Data science can sometimes feel like an adventure, particularly when one is trying to track down a software bug or understand the behavior of a machine learning algorithm. After being asked to emcee our bi-weekly staff meeting, which involves picking a theme (that may or may not relate to work), I chose to apply some magical realism to data science situations.
What follows are some premises for data science magical realism stories based (very, very loosely) on experiences I’ve had or heard about — premises, that is, for stories about impossible, absurd, magical things happening to data scientists in ordinary data science situations. Enjoy!
- The weekend before his presentation to Mega Burger Inc., Claude finds duplicate records in his analytics database for people living in Borges, IL. He double checks his ETL scripts but can’t explain it. He catches the last train out of Union station to Aurora. The next morning, he finds duplicate people there.
- Ada trains a model to predict whether people buy ABC brand paper clips, and it gets 98.3% ROC AUC in her evaluations. She looks at the coefficients and finds it’s using a combination of the number of letters in people’s names, their distance to the nearest water tower, and how frequently they eat Oreos. She tries these features for models of other variables and finds that they predict just about everything.
- Charles is quality-checking data in the Insights Consumer File and accidentally comes across a record that appears to be about him. To his surprise, it shows him as unemployed and with 2 kids. He laughs it off, but the next morning his office is closed and his key card doesn’t work. He gets a text about picking up his son from daycare.
- Luis is trying to optimize in-app purchases and engagement for his company’s mobile game Troll Legion IV. He accidentally deletes 6 months of logs. He frantically calls the cloud provider to recover the data, but their process might take weeks, so Luis drives out to the data center in western Iowa. Once there, he sneaks in to get physical access to the servers. A security guard stops him, but not before he sees a group of robed figures carrying jars of a shining liquid into a room marked “Data Lake.”

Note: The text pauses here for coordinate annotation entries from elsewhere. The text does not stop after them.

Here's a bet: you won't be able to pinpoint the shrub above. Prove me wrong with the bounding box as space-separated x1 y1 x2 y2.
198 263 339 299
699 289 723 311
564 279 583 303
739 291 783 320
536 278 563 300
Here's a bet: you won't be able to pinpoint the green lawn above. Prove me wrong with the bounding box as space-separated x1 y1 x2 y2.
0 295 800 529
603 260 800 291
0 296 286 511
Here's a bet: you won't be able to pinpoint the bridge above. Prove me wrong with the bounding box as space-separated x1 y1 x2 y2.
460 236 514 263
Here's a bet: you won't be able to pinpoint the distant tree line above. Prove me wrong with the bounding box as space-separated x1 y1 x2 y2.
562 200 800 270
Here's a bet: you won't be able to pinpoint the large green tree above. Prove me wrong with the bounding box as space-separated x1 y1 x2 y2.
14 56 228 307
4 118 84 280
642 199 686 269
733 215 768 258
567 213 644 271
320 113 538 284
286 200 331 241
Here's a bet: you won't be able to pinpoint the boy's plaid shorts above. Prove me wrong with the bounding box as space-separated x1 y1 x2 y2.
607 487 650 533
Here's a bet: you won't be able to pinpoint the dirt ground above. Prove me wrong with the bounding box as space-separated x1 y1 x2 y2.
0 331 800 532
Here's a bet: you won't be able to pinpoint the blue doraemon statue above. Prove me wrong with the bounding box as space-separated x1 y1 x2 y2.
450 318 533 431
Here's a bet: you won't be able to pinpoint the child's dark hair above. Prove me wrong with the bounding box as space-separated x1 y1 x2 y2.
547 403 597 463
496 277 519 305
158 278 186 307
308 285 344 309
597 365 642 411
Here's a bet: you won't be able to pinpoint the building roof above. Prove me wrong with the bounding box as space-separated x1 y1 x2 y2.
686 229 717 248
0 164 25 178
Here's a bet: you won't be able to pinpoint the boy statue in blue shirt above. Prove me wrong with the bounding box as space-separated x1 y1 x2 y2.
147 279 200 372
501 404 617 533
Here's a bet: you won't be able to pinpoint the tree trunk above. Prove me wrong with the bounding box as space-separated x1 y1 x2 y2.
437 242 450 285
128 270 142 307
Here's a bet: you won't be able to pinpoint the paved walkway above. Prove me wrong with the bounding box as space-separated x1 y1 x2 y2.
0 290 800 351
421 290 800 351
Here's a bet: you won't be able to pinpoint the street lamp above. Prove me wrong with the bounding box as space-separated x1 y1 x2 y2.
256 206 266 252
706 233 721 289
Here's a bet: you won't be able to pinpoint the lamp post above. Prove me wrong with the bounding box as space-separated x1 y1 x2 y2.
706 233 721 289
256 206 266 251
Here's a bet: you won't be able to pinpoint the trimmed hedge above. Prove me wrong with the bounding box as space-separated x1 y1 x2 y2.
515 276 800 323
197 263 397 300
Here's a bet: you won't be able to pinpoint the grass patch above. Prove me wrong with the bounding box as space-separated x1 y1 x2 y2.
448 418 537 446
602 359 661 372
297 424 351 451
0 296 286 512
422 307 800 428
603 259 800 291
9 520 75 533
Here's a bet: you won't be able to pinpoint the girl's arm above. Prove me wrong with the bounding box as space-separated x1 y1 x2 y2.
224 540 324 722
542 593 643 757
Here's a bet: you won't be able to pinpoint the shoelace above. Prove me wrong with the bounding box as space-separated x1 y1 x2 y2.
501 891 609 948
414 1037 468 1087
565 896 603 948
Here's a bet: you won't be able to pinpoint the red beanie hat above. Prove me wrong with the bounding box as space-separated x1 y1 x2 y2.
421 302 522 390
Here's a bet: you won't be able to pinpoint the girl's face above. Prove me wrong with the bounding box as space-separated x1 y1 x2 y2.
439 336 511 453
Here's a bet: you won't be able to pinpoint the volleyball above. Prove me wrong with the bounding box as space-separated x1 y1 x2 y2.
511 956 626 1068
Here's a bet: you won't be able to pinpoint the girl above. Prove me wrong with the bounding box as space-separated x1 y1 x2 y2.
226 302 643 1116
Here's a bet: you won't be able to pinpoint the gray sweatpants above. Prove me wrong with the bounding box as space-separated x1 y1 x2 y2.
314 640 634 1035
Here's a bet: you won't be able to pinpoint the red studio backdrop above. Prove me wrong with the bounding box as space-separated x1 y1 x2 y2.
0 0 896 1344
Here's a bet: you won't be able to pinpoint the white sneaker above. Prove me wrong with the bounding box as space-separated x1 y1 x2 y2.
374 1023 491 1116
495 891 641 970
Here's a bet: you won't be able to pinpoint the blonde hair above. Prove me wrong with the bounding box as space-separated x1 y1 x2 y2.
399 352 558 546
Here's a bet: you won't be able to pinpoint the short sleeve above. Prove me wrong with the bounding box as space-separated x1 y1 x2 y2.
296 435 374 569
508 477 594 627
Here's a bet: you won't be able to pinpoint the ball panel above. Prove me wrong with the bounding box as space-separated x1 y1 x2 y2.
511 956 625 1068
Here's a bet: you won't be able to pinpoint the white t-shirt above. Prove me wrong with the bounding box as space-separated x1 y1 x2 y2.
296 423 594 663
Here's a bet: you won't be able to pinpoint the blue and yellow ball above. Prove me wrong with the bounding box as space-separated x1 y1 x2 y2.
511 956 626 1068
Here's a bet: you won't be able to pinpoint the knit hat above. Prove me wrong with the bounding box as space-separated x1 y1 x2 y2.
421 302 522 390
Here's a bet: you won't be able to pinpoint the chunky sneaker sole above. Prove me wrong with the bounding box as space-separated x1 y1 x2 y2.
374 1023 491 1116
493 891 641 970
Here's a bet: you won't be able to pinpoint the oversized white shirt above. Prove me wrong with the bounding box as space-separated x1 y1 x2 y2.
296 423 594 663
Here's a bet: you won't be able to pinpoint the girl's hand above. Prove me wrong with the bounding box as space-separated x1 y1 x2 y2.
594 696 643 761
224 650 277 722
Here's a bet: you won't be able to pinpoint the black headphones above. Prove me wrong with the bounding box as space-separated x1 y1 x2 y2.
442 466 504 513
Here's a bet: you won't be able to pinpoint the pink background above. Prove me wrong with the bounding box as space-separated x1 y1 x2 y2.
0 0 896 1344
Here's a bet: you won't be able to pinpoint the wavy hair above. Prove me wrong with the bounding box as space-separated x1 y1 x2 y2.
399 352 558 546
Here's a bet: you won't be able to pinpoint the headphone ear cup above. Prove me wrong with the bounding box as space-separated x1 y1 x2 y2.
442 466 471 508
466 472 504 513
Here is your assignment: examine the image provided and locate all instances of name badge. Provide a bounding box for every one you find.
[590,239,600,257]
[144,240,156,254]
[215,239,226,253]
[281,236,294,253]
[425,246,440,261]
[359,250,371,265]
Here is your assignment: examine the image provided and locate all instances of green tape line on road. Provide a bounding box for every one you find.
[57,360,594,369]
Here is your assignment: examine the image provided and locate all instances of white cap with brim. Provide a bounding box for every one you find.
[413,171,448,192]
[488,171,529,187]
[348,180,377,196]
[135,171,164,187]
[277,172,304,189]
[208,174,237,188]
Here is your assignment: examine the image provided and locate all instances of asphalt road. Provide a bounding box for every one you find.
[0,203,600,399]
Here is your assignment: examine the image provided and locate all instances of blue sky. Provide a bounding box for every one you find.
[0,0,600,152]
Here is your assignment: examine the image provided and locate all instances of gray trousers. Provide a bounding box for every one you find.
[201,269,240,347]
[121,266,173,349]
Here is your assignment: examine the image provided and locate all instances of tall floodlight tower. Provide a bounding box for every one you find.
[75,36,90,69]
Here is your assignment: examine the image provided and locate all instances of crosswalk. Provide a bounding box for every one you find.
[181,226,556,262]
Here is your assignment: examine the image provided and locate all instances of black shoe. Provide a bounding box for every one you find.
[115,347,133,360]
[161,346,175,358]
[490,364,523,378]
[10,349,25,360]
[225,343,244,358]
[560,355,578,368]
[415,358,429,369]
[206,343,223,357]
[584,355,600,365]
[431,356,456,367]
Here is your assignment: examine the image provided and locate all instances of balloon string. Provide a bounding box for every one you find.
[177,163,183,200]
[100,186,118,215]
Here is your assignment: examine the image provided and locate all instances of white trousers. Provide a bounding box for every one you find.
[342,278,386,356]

- Sara has just been asked to report some aggregate statistics about a new data set. It sounds simple at first, but she gets an error message about character encodings when she opens the file. She looks for a data dictionary in the README file, but it seems to be instructions for preparing a salad. She asks her manager for more details, only to find out that the documentation was automatically generated by AI and that accessing the data requires a 2-factor authentication device that was lost in transit during shipment from Europe.
- Marcus needs to integrate his code with a legacy system maintained by another team. He meets with the other team, but they didn’t actually build the system. In fact, they’re not even sure what language it was written in (their best guess is Fortran 78), and redeploying it on the servers requires a 33-step process involving woodwind music, chanting, and sacrifice of obsolete MacBook Pros.